The athletes tweeted that they had received them. Footballer Jack Butland said: “Love my GB Beats by Dre.”
During important sporting events, companies may use social media to ambush market—but will this be the case in the 2018 Russia World Cup?
“Social media are more popular now and will be even more popular next year, so I certainly expect we will have some cases of ambush marketing on social media. You will have to wait and see,” says Mr. Motsnyi.
Ms. Gulyaeva adds that “social media sites react fairly quickly if rights owners approach them—they can block or delete the content, depending on the demands filed by the rights holder.”
On social media it is much easier to place advertisements or content which would potentially be ambush marketing, she notes, and this content would be available for “quite some time before it’s blocked, if it’s not caught immediately.”
Russia has legislation on trademark protection that has been enforced for many years. Part IV of the Civil Code of Russia, chapter 76, paragraph 2 is specifically designed for trademark protection.
A law has been created specifically for the 2018 World Cup: the Law on Organization and Conduct of the Football Word Cup 2018, says Mr. Motsnyi.
“That law is designed to deal with the World Cup.

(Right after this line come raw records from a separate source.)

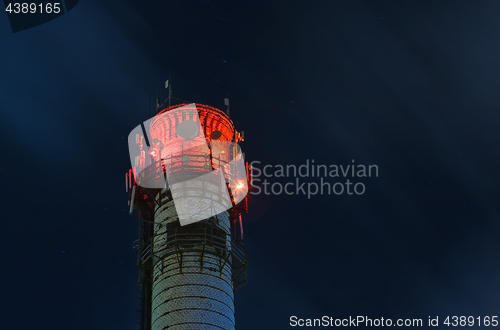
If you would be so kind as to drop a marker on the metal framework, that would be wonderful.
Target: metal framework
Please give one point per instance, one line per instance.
(214, 248)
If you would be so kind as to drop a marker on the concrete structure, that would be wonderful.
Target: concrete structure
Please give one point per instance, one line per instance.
(189, 266)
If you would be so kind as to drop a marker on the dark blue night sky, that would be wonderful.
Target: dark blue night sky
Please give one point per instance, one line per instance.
(411, 86)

What it does, among other things, is set up some standards of advertising during the event; it also sets up provisions and rules relating to IP rights.
“This law is an addition to all other pieces of legislation,” he adds.
There are specific requirements for advertising before, during and after the World Cup.
Ms. Gulyaeva says that trademark holders “should not be shy” and should be “very encouraged” to take action.
“It is important for Russia as a host of the World Cup that every company who feels that its IP rights are infringed may rely on the support of state authorities,” she adds.
The FIFA Confederations Cup, which is taking place this year, will be “the first test of how the enforcement works—soon we will have first results,” Ms. Gulyaeva adds.
The tournament, which is staged every four years and is considered a rehearsal for the FIFA World Cup, will begin on Saturday, June 17 and end on Saturday, July 2.
In its Board Resolution, INTA recommended a set of principles and guidelines that countries planning to adopt ambush marketing legislation should follow.
Countries should consult with the potentially affected parties before the adoption of the legislation, according to INTA, and the effect of the legislation on trademark applications should be taken into account.
Restricted ambush marketing activities should be clearly defined and limited in scope so that only commercial activities that create or are likely to create a false implication of sponsorship among the public are prohibited.
INTA also recommended that the special protections granted to organizers and sponsors be time-limited and that remedies in the legislation should minimize the risk of sponsors using “overreaching rights of action to the detriment of bona fide trademark owners.”
So while pulling on your country’s shirt may be the greatest honor a footballer can have, a different type of honor extends not only to the World Cup sponsors, but also to legislators—to ensure they strike the right balance when seeking to restrict advertising opportunities.